We spent those five days there with him—watching and praying and talking and waiting.

We aren’t spending any days with him now—just remembering, while thankfulness and sadness merge together like notes in the same key.

My mind’s movie clips dash from hearing DaddyO struggle to communicate in his final days to hearing the way his voice would previously sing, “Sweet Little Jesus Boy.” When he drove his vehicle very fast to when he drove very slowly. When he firmly disagreed with umpires’ strike zones to hearing his voice answer the phone with his unique, “Hello.” Listening to his laugh that made everyone else laugh. My brain turns pages rapidly, revealing a variety of moods—family together for Christmas, gatherings when our sons were so young, a swimming pool keeping us cool in the Florida heat, more meals, more ball games, more songs.

Death doesn’t give an advance warning. The final five days with DaddyO weren’t originally on our calendars. Hearing his voice struggle to state his desire for onion rings when we told our plans to pick up food at the Varsity. Seeing, and feeling, his battle to breathe. Remembering a funeral, revisiting a life, reflecting on a deluge of memories shifting suddenly in my mind as I originally wrote these thoughts for a blog, and now rewriting them for a book.

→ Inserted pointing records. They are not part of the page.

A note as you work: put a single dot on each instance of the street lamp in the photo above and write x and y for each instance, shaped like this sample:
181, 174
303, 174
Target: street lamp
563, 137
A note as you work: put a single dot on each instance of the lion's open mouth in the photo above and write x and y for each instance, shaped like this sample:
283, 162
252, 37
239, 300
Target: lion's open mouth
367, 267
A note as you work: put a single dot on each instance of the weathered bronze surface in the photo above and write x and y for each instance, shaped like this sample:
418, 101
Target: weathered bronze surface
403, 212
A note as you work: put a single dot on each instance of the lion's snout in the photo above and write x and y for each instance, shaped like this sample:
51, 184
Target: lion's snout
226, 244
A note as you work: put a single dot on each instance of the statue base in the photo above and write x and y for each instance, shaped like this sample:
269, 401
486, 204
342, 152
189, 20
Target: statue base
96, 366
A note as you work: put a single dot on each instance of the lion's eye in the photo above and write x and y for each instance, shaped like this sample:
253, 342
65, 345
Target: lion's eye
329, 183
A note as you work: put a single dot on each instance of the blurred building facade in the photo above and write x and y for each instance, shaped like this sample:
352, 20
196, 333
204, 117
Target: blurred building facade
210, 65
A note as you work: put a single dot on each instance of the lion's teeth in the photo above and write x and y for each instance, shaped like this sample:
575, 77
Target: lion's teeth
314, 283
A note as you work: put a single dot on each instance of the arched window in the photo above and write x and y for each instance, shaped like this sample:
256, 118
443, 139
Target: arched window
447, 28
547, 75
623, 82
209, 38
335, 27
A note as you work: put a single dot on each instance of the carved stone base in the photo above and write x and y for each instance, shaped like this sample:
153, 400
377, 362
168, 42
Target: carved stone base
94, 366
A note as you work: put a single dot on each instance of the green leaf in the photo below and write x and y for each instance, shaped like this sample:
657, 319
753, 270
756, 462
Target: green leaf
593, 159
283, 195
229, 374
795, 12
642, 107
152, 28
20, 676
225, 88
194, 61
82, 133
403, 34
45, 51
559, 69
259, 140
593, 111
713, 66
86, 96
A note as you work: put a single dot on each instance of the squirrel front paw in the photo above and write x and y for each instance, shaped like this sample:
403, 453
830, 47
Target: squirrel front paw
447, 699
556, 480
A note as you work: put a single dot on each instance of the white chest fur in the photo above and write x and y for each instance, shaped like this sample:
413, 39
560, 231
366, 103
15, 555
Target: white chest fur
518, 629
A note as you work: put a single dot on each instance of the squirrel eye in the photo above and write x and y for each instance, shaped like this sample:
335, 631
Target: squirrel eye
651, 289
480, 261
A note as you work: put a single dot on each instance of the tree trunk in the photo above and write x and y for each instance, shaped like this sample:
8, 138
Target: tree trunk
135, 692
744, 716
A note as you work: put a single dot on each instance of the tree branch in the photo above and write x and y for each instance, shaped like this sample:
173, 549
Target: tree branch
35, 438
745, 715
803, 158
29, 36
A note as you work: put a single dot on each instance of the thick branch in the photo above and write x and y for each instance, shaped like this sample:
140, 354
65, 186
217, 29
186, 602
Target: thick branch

This day? I miss DaddyO. Occasionally I listen to his messages and read his texts still on my phone. They aren’t deleted. I saved them, just as I am saving the mental scenes I’m seeing in today’s cinema in my mind.

The Bible tells us Jesus wept. His closing confession or prayer or reflection on the cross was from our Psalm 22—did He learn that poetic prayer as a child? Do not deny your sadness or avoid conversations about who or what you have lost. Welcome the time when everything seems out of balance. Because, in many ways, it is.